Fiction: Brotherly Love

(Originally submitted for the RTE short story competition)

Richard would never forget the look on Coster’s face as he fell. The shock of despair, of hope turned to devastation. 

They had been inseparable in their youth, so much so that people often asked who was the older brother. Richard’s more robust build and freckled face complemented Coster’s sleeker, paler features. 

Coster’s family lived a few streets away but he seemed to spend very little time there. Or at least, in Richard’s memory Coster had spent nearly every day at his own home, and nobody ever commented on how he flinched away from human touch, or winced if he banged his back against something. He was always gone by dusk, but, when they were about eleven, Richard came downstairs to find Coster at the breakfast table with his mother, eating Richard’s cereal and huddled under Richard’s blanket. After that he never left and nobody ever mentioned the other house again.

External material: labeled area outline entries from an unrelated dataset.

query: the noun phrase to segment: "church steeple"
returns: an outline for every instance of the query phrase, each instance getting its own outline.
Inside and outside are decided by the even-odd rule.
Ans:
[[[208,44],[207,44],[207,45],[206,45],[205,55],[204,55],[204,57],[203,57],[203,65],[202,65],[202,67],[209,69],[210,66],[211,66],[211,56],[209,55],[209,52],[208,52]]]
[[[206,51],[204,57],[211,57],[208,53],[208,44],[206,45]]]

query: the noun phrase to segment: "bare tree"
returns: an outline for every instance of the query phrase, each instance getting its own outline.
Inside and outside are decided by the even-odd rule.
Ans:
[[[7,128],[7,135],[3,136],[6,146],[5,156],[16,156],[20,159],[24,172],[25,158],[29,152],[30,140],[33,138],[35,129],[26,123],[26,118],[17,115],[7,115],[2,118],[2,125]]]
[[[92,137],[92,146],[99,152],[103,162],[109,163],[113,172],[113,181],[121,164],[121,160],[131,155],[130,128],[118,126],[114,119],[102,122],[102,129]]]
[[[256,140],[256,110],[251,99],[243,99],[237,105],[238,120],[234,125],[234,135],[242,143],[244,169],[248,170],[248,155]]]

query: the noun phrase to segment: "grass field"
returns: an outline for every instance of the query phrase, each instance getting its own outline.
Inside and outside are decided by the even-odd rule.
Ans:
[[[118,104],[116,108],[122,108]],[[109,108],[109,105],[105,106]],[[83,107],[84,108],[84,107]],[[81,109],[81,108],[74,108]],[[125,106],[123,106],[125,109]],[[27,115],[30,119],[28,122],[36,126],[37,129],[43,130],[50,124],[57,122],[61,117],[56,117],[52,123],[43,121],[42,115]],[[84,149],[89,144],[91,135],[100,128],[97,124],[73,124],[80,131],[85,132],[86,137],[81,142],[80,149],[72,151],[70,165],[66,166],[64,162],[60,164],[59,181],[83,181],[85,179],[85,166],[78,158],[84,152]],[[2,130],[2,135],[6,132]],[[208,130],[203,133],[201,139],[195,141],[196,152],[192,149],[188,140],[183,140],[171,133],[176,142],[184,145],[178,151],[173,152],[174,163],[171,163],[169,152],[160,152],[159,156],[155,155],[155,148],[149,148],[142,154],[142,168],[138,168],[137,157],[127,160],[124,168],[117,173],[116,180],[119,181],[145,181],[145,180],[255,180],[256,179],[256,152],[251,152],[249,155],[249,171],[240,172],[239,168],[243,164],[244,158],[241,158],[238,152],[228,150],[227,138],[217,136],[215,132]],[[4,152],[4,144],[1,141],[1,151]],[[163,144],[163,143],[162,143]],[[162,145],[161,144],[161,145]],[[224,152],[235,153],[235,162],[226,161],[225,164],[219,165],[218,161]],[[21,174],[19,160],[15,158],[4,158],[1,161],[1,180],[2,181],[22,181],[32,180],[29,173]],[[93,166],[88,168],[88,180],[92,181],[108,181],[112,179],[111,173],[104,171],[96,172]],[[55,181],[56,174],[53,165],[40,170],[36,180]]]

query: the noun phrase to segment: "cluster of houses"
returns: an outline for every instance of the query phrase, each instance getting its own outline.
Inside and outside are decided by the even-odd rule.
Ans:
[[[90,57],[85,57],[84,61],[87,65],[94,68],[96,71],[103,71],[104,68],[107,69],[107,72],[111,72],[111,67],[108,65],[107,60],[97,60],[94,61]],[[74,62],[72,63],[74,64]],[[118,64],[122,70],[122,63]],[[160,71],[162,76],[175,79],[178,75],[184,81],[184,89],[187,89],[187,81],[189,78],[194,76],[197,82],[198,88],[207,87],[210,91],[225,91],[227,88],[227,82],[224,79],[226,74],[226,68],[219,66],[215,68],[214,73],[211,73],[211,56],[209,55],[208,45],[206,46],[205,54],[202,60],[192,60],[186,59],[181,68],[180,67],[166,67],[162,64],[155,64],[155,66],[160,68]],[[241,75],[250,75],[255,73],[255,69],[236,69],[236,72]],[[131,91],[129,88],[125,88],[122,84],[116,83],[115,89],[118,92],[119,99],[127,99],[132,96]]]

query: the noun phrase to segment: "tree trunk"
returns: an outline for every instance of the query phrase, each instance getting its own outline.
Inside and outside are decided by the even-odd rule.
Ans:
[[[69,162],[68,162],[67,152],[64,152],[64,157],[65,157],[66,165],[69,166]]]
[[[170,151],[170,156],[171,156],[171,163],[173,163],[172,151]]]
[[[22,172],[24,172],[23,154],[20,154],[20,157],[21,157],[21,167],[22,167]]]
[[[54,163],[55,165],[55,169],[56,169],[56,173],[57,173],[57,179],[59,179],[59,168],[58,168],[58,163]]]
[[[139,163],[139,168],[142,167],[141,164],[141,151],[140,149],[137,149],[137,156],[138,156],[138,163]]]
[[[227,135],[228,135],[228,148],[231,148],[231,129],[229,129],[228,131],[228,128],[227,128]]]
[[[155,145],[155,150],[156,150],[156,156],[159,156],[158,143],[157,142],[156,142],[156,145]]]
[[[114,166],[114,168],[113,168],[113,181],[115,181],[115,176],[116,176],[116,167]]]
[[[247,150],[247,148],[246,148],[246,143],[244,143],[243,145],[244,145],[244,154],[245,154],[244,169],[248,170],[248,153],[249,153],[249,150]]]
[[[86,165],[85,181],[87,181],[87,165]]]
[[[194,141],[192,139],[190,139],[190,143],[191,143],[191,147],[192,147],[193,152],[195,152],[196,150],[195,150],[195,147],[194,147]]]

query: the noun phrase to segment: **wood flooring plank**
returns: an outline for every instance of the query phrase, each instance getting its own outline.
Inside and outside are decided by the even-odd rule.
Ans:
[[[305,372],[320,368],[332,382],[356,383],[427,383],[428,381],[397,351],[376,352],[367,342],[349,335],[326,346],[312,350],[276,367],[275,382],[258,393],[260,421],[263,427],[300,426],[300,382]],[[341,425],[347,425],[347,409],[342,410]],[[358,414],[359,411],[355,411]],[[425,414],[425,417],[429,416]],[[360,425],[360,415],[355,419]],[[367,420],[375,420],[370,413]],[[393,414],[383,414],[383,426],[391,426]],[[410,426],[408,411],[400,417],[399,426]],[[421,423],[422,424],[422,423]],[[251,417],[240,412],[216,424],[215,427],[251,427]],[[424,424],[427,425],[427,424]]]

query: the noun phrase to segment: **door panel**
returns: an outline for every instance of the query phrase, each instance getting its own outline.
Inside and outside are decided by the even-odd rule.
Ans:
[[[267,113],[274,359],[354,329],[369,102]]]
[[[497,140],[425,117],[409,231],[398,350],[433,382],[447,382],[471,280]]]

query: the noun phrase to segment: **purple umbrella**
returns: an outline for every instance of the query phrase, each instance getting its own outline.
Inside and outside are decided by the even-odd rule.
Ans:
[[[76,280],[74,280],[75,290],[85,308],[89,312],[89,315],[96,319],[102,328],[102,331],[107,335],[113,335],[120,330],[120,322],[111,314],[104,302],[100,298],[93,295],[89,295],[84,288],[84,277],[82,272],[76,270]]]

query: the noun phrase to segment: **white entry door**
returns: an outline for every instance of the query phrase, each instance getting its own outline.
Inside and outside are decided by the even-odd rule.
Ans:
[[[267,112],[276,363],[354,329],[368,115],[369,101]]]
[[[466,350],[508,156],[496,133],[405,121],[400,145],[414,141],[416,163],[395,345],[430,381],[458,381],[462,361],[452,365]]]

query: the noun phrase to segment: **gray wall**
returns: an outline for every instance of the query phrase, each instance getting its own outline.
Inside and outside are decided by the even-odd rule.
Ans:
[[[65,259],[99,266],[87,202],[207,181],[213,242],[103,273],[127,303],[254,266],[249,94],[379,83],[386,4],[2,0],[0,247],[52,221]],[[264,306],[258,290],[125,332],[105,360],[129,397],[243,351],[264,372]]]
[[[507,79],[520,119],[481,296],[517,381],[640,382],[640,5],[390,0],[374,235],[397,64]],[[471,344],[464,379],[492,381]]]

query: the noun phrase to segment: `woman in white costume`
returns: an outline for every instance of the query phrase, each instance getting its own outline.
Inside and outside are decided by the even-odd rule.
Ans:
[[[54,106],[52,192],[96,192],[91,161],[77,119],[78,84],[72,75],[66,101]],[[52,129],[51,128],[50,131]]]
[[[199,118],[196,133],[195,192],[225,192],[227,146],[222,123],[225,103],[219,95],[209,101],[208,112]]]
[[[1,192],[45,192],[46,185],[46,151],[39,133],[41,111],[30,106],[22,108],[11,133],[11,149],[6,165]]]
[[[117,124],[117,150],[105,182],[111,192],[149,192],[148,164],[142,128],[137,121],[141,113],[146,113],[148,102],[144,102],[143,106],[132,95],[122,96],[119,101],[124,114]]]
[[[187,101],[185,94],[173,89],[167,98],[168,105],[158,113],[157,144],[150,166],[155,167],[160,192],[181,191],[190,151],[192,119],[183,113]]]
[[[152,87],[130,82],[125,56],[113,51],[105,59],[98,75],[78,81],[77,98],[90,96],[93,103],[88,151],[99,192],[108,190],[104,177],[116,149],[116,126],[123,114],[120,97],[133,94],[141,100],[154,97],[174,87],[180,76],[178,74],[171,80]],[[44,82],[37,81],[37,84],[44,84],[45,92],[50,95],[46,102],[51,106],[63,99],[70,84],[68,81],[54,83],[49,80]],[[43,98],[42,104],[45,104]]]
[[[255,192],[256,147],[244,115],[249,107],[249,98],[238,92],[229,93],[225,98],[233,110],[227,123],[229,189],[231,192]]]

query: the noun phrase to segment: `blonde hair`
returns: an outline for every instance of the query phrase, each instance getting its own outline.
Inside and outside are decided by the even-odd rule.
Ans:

Coster was given the bedroom Richard’s father had slept in before he went away. It was larger than Richard’s, and impeccably clean. His mother had always insisted on everything being neat and tidy. Coster seemed to look vaguely like Richard’s father, though Richard had no memory of him. Some of his toys and books found their way into Coster’s room, and other, new ones besides. You stole my mother.

Coster, just a few inches short of a man’s height, was always the first one down in the morning to greet Richard’s mother. Dutifully, without being asked, he would clear the table after breakfast and find some other small chore to do before school. “Such a good boy,” Richard’s mother would tell him. “Such a fine and handsome young man, so good to have around the house.” And slowly, inevitably as the weeks and months went by, she would add: “Why can’t you be more like Jimmy?” 

You stole my mother.

The weeks, and months went by, as they do. And the two boys grew up and out, as boys are wont to do. The lads, the boys, the guys his mother would say, never sons. Coster couldn’t say what his birthday was, so they became twins of a sort, ageing officially on the same day each year. 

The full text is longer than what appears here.